Wavelet GPT: Wavelet Inspired Large Language Models

Published 4 Sep 2024 in eess.SP, cs.AI, cs.CL, cs.LG, cs.SD, and eess.AS | (2409.12924v4)

Abstract: LLMs have ushered in a new wave of artificial intelligence advancements impacting every scientific field and discipline. We live in a world where most of the data around us, e.g., text, audio, and music, has a multi-scale structure. This paper infuses LLMs with a traditional signal processing idea, namely wavelets, during pre-training to take advantage of the structure. Without adding \textbf{any extra parameters} to a GPT-style LLM architecture in an academic setup, we achieve the same pre-training performance almost twice as fast in text, audio, and images. This is done by imposing a structure on intermediate embeddings. When trained for the same number of training steps, we achieve significant gains in performance, which is comparable to pre-training a larger neural architecture. Further, we show this extends to the Long Range Arena benchmark and several input representations such as characters, BPE tokens, bytes, waveform, math expression, and image pixels. Our architecture allows every next token prediction access to intermediate embeddings at different temporal resolutions in every decoder block. We hope this will pave the way for incorporating multi-rate signal processing into pre-training.

Abstract PDF HTML Upgrade to Chat

References (57)

Summary

The paper introduces WaveletGPT, integrating wavelet-based multi-scale representations into transformer embeddings to accelerate large language model pre-training.
Experiments show WaveletGPT pre-training is 40-60% faster than conventional methods, achieving equivalent performance across text, music, and audio.
This approach offers a more resource-effective and scalable method for training large language models, beneficial for academia and industry with limited resources.

Overview of WaveletGPT: Wavelet Inspired LLMs

The paper "WaveletGPT: Wavelet Inspired LLMs" offers a novel approach to accelerating the pre-training of LLMs by integrating multi-scale representation concepts through wavelets. Traditional LLM architectures, such as those based on the GPT (Generative Pretrained Transformer) framework, have been primarily focused on scaling parameters to achieve improved performance across various modalities, including text, audio, and music. However, this study introduces a departure from conventional methods by employing hierarchical signal processing techniques—specifically, wavelets—within the transformer architecture, which significantly enhances pre-training efficiency without adding additional parameters.

Methodology and Core Innovations

The central innovation in this work lies in manipulating intermediate transformer embeddings by applying a wavelet-based hierarchical structure. This method adopts fixed-length Haar wavelet kernels to impose a multi-scale structure on every decoder block's embeddings, enabling each next-token prediction to access these multi-resolution intermediate embeddings. This approach maintains the causality assumption intrinsic to many transformer models, distinguishing it from non-causal methods that utilize full sequence context for computation.

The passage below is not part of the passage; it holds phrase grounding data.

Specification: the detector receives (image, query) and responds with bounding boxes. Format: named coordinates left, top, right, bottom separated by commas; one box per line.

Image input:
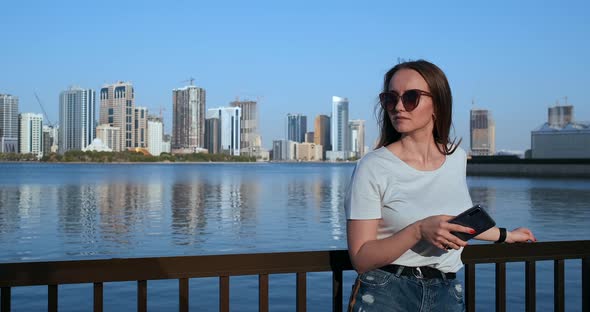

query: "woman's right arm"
left=347, top=219, right=421, bottom=274
left=347, top=216, right=474, bottom=274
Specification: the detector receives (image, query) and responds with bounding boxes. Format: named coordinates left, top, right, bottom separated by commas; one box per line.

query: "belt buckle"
left=412, top=267, right=424, bottom=279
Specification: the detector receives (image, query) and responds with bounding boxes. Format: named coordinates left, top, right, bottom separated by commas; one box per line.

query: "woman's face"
left=387, top=69, right=435, bottom=135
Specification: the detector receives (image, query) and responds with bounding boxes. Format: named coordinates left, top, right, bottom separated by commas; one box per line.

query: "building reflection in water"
left=312, top=166, right=349, bottom=242
left=97, top=182, right=152, bottom=248
left=528, top=186, right=590, bottom=239
left=328, top=167, right=346, bottom=241
left=170, top=169, right=259, bottom=248
left=468, top=186, right=497, bottom=213
left=0, top=187, right=24, bottom=236
left=286, top=179, right=309, bottom=227
left=1, top=185, right=46, bottom=239
left=171, top=181, right=207, bottom=246
left=57, top=185, right=99, bottom=253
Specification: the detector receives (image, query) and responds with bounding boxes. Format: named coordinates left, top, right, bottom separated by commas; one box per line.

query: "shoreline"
left=3, top=160, right=590, bottom=178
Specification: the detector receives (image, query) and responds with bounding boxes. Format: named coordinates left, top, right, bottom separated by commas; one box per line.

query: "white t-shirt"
left=345, top=146, right=473, bottom=273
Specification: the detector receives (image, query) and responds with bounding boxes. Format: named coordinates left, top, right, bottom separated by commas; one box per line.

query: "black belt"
left=379, top=264, right=456, bottom=280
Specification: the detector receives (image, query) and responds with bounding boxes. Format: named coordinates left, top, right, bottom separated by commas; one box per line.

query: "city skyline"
left=2, top=1, right=589, bottom=151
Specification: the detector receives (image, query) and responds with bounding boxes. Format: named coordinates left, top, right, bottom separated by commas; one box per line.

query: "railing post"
left=465, top=263, right=476, bottom=312
left=220, top=276, right=229, bottom=312
left=554, top=260, right=564, bottom=312
left=179, top=278, right=188, bottom=312
left=1, top=287, right=10, bottom=312
left=259, top=274, right=268, bottom=312
left=332, top=270, right=342, bottom=312
left=48, top=285, right=58, bottom=312
left=93, top=282, right=103, bottom=312
left=296, top=272, right=306, bottom=312
left=495, top=263, right=506, bottom=312
left=583, top=257, right=589, bottom=312
left=137, top=280, right=147, bottom=312
left=525, top=261, right=536, bottom=312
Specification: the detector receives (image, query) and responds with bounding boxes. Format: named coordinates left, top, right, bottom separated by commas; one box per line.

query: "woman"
left=345, top=60, right=536, bottom=311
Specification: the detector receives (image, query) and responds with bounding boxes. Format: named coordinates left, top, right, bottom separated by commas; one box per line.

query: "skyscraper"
left=230, top=100, right=260, bottom=156
left=99, top=81, right=134, bottom=151
left=286, top=113, right=307, bottom=143
left=18, top=113, right=44, bottom=158
left=134, top=107, right=148, bottom=148
left=207, top=107, right=241, bottom=156
left=349, top=119, right=366, bottom=158
left=205, top=112, right=220, bottom=154
left=327, top=96, right=350, bottom=160
left=0, top=94, right=19, bottom=153
left=314, top=114, right=330, bottom=159
left=59, top=87, right=96, bottom=153
left=172, top=85, right=206, bottom=152
left=470, top=109, right=495, bottom=156
left=147, top=116, right=163, bottom=156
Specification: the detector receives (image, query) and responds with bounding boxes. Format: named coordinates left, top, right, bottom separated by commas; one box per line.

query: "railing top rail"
left=462, top=240, right=590, bottom=263
left=0, top=240, right=588, bottom=287
left=0, top=250, right=353, bottom=287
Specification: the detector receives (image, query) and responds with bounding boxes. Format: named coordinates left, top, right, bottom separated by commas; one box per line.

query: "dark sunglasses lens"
left=380, top=93, right=398, bottom=111
left=402, top=90, right=419, bottom=111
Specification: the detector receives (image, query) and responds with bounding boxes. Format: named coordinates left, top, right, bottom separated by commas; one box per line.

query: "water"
left=0, top=163, right=589, bottom=311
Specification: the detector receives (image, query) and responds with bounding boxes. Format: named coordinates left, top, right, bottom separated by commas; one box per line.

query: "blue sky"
left=2, top=0, right=589, bottom=151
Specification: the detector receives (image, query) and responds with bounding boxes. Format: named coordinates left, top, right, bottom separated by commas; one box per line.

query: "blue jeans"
left=348, top=268, right=465, bottom=312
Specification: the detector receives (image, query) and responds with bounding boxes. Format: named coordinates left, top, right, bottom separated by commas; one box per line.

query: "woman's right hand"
left=417, top=215, right=476, bottom=250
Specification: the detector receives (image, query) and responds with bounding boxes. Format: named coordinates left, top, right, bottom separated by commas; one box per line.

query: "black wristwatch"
left=495, top=227, right=507, bottom=243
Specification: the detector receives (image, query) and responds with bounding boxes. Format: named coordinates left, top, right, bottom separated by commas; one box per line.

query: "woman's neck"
left=391, top=129, right=444, bottom=169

The generalized methodology encompasses re-structuring embeddings such that part of the model dimension maintains its original resolution while the remaining dimensions apply Haar wavelet-inspired averaging at various scales. This transformation leverages the intrinsic hierarchical nature of data, allowing the model to naturally capture different levels of abstraction present in input sequences. Furthermore, this study explores an extension involving learnable wavelet kernels, which consistently provides additional performance improvements.

Performance and Results

Experimental results demonstrate significant reductions in pre-training durations, achieving the same levels of performance 40-60% faster than conventional setups across text, symbolic music, and raw audio domains. When models are scaled down to typical academic architectures, such as a reduced model dimension or depth, similar improvements in efficiency and performance are sustained. These results underscore the efficacy of wavelet-infused intermediate embeddings in driving substantial gains in LLM performance during limited resource settings typical of academic environments.

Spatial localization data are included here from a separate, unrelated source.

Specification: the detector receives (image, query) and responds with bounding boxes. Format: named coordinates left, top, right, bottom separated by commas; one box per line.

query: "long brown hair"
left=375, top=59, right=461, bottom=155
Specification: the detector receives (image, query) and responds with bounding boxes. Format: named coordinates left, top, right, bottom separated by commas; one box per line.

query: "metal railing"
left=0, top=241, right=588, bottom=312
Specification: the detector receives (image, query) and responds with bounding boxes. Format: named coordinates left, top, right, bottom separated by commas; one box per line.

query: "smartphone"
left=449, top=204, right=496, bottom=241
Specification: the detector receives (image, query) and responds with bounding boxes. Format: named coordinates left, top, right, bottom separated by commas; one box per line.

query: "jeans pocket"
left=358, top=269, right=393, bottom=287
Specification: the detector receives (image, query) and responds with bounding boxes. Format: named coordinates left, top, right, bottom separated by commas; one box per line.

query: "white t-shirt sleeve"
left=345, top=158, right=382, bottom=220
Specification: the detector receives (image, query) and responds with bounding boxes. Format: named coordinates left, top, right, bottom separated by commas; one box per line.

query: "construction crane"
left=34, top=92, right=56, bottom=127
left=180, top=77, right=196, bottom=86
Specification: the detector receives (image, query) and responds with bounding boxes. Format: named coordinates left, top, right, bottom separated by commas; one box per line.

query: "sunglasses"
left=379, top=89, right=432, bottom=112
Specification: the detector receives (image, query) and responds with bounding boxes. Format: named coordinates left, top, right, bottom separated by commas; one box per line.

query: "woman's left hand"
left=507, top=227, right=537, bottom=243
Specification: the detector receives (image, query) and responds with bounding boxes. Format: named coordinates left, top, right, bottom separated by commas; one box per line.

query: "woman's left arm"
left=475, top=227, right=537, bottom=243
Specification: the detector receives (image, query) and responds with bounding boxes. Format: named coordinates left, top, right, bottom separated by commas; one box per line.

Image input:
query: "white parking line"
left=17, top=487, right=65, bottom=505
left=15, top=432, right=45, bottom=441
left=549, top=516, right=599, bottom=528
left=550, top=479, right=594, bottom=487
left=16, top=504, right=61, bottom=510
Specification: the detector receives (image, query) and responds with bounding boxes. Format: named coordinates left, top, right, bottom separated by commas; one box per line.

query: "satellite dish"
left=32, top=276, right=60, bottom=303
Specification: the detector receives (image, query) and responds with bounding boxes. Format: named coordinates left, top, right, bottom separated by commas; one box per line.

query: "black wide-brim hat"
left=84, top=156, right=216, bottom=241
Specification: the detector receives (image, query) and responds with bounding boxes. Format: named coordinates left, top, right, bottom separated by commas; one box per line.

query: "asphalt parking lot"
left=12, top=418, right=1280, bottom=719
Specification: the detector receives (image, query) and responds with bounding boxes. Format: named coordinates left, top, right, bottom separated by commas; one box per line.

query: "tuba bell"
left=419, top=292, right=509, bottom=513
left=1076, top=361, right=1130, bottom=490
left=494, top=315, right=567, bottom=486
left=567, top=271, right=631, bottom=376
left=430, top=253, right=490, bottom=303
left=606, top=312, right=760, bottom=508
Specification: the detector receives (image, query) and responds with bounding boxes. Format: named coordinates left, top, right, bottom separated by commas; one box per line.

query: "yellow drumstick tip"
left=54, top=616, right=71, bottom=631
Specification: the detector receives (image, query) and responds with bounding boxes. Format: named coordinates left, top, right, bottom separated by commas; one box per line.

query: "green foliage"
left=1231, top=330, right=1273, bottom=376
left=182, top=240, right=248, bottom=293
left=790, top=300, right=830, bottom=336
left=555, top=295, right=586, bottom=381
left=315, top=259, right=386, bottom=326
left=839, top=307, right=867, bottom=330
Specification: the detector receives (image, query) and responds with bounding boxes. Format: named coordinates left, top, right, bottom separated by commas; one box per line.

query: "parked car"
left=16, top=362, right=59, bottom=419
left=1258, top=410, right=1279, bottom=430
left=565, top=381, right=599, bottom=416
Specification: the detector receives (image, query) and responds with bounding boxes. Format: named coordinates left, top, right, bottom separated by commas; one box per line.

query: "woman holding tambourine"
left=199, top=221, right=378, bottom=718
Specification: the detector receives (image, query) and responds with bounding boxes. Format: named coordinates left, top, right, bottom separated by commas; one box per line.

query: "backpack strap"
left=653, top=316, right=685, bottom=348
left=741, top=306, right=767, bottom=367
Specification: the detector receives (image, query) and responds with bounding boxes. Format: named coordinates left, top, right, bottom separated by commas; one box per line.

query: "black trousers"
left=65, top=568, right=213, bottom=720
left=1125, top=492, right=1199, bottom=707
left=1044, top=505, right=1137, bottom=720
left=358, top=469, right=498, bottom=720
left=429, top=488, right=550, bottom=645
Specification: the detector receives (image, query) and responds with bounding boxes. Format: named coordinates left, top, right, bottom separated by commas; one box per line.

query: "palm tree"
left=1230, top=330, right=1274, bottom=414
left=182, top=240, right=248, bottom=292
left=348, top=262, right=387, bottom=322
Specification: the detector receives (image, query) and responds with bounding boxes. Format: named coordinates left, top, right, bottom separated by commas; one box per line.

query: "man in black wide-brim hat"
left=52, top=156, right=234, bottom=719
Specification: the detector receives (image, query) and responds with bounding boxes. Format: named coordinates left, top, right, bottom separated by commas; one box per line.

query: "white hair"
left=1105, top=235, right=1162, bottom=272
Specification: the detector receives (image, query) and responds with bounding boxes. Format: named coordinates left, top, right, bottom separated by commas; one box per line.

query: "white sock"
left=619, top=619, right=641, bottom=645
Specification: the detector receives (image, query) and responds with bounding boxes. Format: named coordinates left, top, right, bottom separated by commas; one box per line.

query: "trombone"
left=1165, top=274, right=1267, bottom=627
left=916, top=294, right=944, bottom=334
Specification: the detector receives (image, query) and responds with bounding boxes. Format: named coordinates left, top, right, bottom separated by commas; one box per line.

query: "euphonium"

The study quantifies these improvements through extensive benchmarks on datasets like text-8, achieving notable speedups and reduction in negative log likelihood (NLL) scores, indicative of enhanced pre-training dynamics. Moreover, the applicability is broad, encompassing various data modalities, underpinning the versatility of the wavelet approach in different contexts.

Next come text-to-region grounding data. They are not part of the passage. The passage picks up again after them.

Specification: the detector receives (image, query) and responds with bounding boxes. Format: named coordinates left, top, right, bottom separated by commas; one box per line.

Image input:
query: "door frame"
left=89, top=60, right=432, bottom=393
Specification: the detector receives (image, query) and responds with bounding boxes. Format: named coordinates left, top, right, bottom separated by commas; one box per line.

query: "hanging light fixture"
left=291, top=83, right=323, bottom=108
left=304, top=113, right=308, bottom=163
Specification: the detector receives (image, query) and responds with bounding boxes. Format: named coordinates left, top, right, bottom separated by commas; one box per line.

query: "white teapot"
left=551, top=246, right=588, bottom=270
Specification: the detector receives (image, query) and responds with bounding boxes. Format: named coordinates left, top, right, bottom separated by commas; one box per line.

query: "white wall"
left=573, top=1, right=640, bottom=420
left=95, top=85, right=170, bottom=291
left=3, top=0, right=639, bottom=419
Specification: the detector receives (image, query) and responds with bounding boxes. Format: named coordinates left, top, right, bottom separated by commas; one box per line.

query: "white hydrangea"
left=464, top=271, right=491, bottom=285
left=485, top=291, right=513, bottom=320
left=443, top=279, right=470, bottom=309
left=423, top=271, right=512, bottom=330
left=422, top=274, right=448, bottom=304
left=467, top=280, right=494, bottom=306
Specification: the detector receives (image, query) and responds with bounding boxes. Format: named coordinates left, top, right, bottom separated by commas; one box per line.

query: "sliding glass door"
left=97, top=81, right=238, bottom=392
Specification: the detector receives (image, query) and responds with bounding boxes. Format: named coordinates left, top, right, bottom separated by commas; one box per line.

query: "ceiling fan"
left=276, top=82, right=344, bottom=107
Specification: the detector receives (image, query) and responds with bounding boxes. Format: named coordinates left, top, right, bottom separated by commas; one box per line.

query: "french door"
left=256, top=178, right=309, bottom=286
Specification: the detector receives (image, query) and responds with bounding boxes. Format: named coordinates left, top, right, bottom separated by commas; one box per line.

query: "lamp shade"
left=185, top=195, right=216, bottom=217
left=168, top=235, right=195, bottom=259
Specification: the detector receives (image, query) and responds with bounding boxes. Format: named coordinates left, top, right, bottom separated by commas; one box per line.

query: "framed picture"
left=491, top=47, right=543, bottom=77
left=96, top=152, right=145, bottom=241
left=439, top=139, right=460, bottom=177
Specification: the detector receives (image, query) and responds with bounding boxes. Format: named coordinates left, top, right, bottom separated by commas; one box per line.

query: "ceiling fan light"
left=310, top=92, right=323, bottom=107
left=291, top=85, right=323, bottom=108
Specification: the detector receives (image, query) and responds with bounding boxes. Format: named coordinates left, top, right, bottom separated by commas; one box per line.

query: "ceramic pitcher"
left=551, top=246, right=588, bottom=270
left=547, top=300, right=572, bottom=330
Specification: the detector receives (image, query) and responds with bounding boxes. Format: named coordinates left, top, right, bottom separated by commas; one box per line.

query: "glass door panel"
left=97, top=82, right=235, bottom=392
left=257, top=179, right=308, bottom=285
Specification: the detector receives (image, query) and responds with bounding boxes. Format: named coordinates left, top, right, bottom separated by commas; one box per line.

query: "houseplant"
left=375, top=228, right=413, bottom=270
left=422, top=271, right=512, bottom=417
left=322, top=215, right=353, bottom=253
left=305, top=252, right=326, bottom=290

Implications and Future Research Directions

This research opens new pathways for incorporating classical signal processing techniques within contemporary AI architectures, specifically targeting the pre-training phase of large-scale models. By focusing on optimizing the internal structural representation within models rather than sheer parametric escalation, WaveletGPT contributes to a more resource-effective LLM training paradigm.

The implications of this work extend into facilitating more sustainable AI development, reducing computational overhead, and providing a scalable framework for academia and industry operating under resource constraints. The authors further signify the potential for this approach across various architectures and contexts, from simple linear transformer benchmarks in the Long Range Arena (LRA) tasks to more sophisticated hybrid models.

Future work may explore further integration of multi-rate signal processing and explore how wavelet-inspired representations can enhance real-time processing tasks, such as adaptive inference or fine-tuning in dynamic environments. Additionally, expanding on the learnable aspect of wavelet transformation kernels could yield more nuanced control over representation hierarchies, optimizing them for specific tasks or datasets.